Sur un plan plus large, la CNIL a lancé en mars 2025 une consultation publique pour moderniser le cadre applicable aux véhicules connectés. Elle insiste sur la minimisation des données collectées, le traitement local dans le véhicule quand c’est possible, et le chiffrement systématique des flux.

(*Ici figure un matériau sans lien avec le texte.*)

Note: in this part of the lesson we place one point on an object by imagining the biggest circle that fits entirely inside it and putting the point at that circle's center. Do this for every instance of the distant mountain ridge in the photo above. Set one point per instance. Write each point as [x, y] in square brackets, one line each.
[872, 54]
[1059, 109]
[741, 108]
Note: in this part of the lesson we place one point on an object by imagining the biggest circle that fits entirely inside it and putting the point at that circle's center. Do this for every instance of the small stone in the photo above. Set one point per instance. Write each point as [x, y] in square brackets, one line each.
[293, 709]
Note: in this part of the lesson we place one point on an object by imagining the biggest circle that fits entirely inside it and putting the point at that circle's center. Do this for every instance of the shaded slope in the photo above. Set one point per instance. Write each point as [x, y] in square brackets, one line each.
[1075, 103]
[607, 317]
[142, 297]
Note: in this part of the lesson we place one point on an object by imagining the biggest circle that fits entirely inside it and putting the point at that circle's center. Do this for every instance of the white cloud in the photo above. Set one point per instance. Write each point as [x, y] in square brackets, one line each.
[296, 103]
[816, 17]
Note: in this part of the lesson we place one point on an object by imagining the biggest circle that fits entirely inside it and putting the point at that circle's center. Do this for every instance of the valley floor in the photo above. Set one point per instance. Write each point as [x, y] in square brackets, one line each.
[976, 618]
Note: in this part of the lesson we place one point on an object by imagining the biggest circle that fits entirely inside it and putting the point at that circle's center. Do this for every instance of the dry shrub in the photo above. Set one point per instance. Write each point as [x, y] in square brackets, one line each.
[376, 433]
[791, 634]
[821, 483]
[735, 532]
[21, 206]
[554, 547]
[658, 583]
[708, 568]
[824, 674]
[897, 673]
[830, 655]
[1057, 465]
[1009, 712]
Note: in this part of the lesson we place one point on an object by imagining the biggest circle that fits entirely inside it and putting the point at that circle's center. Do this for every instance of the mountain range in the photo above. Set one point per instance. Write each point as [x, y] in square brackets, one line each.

Un outil d’optimisation, pas seulement de contrôle
Dans un contexte où les flottes françaises ont reculé de 8,6 % en 2025 à 723 640 immatriculations, avec des coûts totaux de possession en hausse, la pression sur les gestionnaires de flotte est forte. La télématique répond à plusieurs besoins concrets : optimisation des tournées, lutte contre le vol (125 200 véhicules déclarés volés en France en 2025, en baisse de 9 % selon le ministère de l’Intérieur), et transition vers des flottes électrifiées. Le marché mondial de la gestion de flotte, estimé à 19,53 milliards de dollars en 2024, devrait atteindre 53 milliards en 2035.
Mais ces bénéfices ne valent que si le dispositif est conforme. Mentionner la géolocalisation dans le contrat de travail, tenir un registre des traitements, limiter l’accès aux données au personnel habilité : autant d’étapes que les entreprises, notamment dans le BTP, le transport ou la logistique, négligent encore trop souvent.